The Visit (di M. Night Shyamalan, 2015)
A nulla vale poi il solito twist alla Shyamalan, secondo me gestito benissimo poiché non il classico twist alla Shyamalan, la dimostrazione dell'effetto che può avere un colpo di scena quando fa tornare tutto e non è campato per aria. Ecco cosa succede quando uno che ha basato i twist sulla presa per i fondelli dello spettatore (The Sixth Sense) finalmente si decide a non usare trucchetti. Peccato che poi non mantenga le aspettative e ridiventi il solito Shallalalalà.  Che poi, se il film si fosse fermato lì dove era naturale che dovesse terminare, forse adesso starei parlando di un'opera sufficiente. E invece no, perché oltre alla solita menata "morale" che pretende di palesare ciò che era facilmente intuibile durante tutto il film, trattando lo spettatore come un idiota, c'è l'incongruenza psicologica che non vi spiattello per non rovinarvi il finale, ma che è lì e mi sembra strano nessuno se ne sia accorto. E non venitemi a dire che non ci si può aspettare verosimiglianza psicologica in un film del genere, poiché The Visit tenta più volte l'introspezione e ci costruisce sopra un'intera, bellissima scena.
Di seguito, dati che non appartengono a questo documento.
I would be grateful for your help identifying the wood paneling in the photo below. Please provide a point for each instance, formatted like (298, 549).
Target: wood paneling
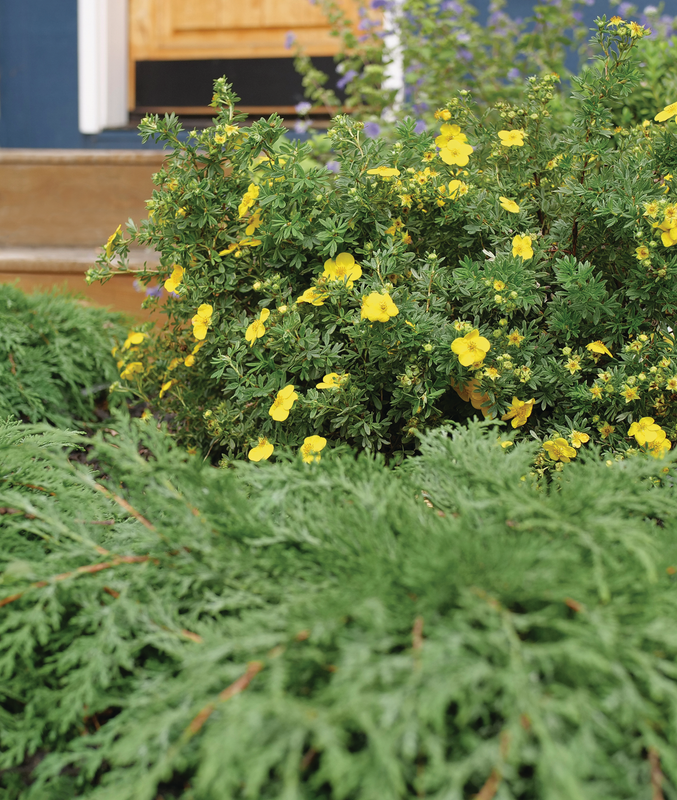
(201, 29)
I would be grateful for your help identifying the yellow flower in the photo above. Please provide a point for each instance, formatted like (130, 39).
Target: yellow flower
(283, 402)
(133, 337)
(257, 329)
(659, 447)
(131, 369)
(313, 296)
(521, 246)
(190, 359)
(262, 451)
(175, 279)
(378, 307)
(456, 152)
(509, 205)
(344, 269)
(202, 320)
(559, 450)
(646, 431)
(515, 338)
(457, 189)
(630, 393)
(310, 449)
(254, 222)
(111, 241)
(666, 113)
(471, 348)
(578, 438)
(332, 380)
(511, 138)
(384, 172)
(519, 411)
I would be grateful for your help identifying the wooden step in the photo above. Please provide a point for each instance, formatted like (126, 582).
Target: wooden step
(44, 268)
(72, 198)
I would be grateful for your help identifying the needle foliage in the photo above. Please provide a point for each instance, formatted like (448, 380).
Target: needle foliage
(334, 630)
(55, 359)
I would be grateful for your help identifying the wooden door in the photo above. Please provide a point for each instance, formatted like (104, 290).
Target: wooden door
(199, 30)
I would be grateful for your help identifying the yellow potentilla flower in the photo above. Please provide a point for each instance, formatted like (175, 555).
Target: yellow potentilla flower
(384, 172)
(511, 138)
(202, 320)
(176, 277)
(133, 337)
(630, 393)
(257, 329)
(645, 431)
(262, 451)
(559, 450)
(509, 205)
(457, 189)
(332, 380)
(519, 411)
(131, 369)
(313, 296)
(254, 222)
(283, 403)
(666, 113)
(598, 347)
(471, 348)
(378, 307)
(456, 152)
(659, 447)
(578, 438)
(310, 449)
(111, 241)
(345, 269)
(521, 247)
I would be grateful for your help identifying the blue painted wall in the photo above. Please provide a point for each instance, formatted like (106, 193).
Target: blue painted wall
(39, 78)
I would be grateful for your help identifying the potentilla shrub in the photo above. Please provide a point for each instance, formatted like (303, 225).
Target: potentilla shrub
(498, 269)
(55, 359)
(335, 629)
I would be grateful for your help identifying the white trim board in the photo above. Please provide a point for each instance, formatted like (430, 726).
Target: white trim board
(102, 64)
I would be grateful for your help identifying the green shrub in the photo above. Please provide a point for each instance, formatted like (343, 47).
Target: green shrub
(333, 630)
(55, 360)
(556, 248)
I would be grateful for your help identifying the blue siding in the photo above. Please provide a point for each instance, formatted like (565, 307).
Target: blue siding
(39, 78)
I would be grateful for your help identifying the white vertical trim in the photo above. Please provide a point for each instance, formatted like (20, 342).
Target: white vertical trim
(102, 64)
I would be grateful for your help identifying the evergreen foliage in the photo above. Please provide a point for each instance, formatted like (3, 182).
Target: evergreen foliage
(334, 630)
(55, 359)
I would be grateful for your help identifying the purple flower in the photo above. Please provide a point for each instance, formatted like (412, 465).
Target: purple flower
(346, 79)
(372, 129)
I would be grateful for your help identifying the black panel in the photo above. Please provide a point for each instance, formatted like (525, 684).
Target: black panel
(258, 81)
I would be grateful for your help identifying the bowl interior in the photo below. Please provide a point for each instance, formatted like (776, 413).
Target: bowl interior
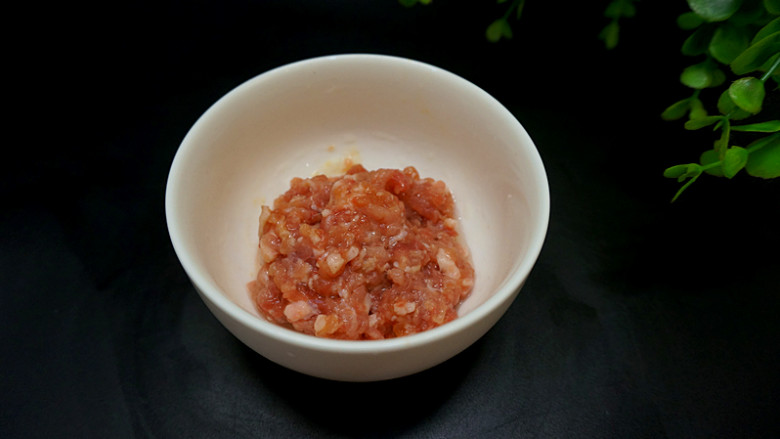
(306, 118)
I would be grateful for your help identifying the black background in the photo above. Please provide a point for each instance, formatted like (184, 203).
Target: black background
(641, 318)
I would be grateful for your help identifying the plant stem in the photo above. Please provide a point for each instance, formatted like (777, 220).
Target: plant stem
(771, 70)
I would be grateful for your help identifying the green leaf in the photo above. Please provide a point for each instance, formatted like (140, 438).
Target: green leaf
(689, 20)
(677, 110)
(727, 107)
(748, 94)
(773, 6)
(728, 42)
(498, 29)
(714, 10)
(698, 42)
(764, 162)
(770, 126)
(757, 54)
(709, 157)
(610, 34)
(695, 124)
(697, 76)
(734, 160)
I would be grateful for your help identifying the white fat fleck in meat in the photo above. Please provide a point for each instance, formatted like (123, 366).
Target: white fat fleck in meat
(400, 236)
(268, 250)
(403, 308)
(335, 262)
(447, 264)
(352, 253)
(297, 311)
(265, 213)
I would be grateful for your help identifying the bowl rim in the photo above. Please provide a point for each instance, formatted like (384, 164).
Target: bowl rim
(209, 290)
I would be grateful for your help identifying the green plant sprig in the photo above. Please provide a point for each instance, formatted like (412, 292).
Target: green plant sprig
(736, 38)
(745, 37)
(616, 10)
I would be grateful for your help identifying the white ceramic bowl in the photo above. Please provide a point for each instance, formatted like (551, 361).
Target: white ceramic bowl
(384, 112)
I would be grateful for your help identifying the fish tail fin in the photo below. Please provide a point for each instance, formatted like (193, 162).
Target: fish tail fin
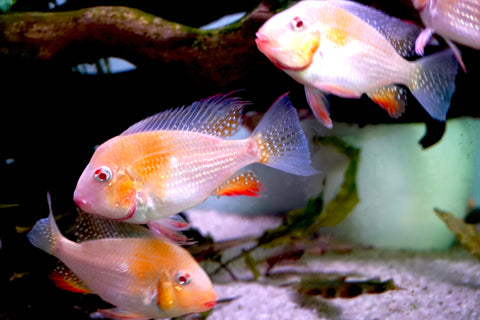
(45, 232)
(433, 82)
(281, 141)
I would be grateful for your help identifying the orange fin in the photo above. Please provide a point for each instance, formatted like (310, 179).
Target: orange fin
(319, 105)
(117, 313)
(391, 98)
(65, 279)
(242, 184)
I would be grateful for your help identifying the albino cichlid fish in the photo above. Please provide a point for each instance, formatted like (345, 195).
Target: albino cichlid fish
(174, 160)
(348, 49)
(454, 20)
(126, 265)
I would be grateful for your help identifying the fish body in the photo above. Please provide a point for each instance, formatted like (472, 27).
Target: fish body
(174, 160)
(144, 277)
(348, 49)
(454, 20)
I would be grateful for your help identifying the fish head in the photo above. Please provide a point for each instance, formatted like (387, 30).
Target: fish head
(105, 189)
(187, 290)
(419, 4)
(289, 39)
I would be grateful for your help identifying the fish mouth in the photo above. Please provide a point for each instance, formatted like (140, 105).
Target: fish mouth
(210, 304)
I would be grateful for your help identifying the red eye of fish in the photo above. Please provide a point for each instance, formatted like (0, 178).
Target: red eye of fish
(297, 23)
(103, 174)
(183, 278)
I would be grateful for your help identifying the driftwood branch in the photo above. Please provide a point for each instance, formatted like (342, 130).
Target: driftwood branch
(134, 35)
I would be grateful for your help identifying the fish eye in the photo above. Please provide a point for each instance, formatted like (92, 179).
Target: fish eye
(297, 24)
(103, 174)
(183, 278)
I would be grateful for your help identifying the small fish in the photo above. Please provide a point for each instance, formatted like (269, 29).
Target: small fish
(454, 20)
(174, 160)
(348, 49)
(142, 276)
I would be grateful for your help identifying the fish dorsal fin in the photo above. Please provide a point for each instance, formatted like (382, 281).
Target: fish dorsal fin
(400, 34)
(89, 227)
(66, 279)
(218, 115)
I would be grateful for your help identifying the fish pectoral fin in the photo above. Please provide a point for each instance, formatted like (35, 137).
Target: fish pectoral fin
(118, 313)
(242, 184)
(319, 104)
(171, 228)
(66, 279)
(392, 98)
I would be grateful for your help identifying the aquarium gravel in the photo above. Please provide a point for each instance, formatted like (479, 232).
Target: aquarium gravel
(439, 285)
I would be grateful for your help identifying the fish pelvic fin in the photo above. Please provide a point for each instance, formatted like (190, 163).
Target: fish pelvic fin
(242, 184)
(45, 232)
(281, 141)
(66, 279)
(433, 82)
(392, 98)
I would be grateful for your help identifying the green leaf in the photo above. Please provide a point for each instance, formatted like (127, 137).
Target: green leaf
(466, 233)
(5, 5)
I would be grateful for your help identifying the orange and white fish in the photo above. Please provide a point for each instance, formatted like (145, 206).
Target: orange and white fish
(142, 276)
(454, 20)
(348, 49)
(174, 160)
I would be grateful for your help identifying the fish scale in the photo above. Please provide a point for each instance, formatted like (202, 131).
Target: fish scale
(176, 159)
(358, 50)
La morale, in un film del genere, mi sta bene. I tocchi da favola sono evidenti e ogni favola che si rispetti porta con se una morale. Ma se la necessità di farla mette in dubbio il racconto stesso, allora mi viene da credere che l'autore non si sia sforzato abbastanza, non sia andato abbastanza a fondo. Ben altri risultati aveva ottenuto, con intenti simili, ad esempio Guillermo del Toro con il suo Labirinto del Fauno. Shyamalan invece mi sembra tenda, come al solito, a voler mettere troppo, a voler riempire il film fino a fargli perdere i lineamenti, e mi chiedo cosa sarebbe stato di The Visit se a scriverlo fosse stato un altro. Perché poi, quando si tratta di dirigere, a me M. Night piaciucchia pure e infatti resta una sorta di inquietudine dopo aver guardato il film, una sorta di paura istintiva attaccata al cuore. Ma a me, personalmente, non basta.  Quindi ancora una volta mi chiedo cosa voglia dire per Shyamalan fare cinema e perché si ostini a sceneggiare quando è evidente che con la penna in mano valga molto meno che con la MDP sulle spalle, ammesso che non si faccia prendere la mano.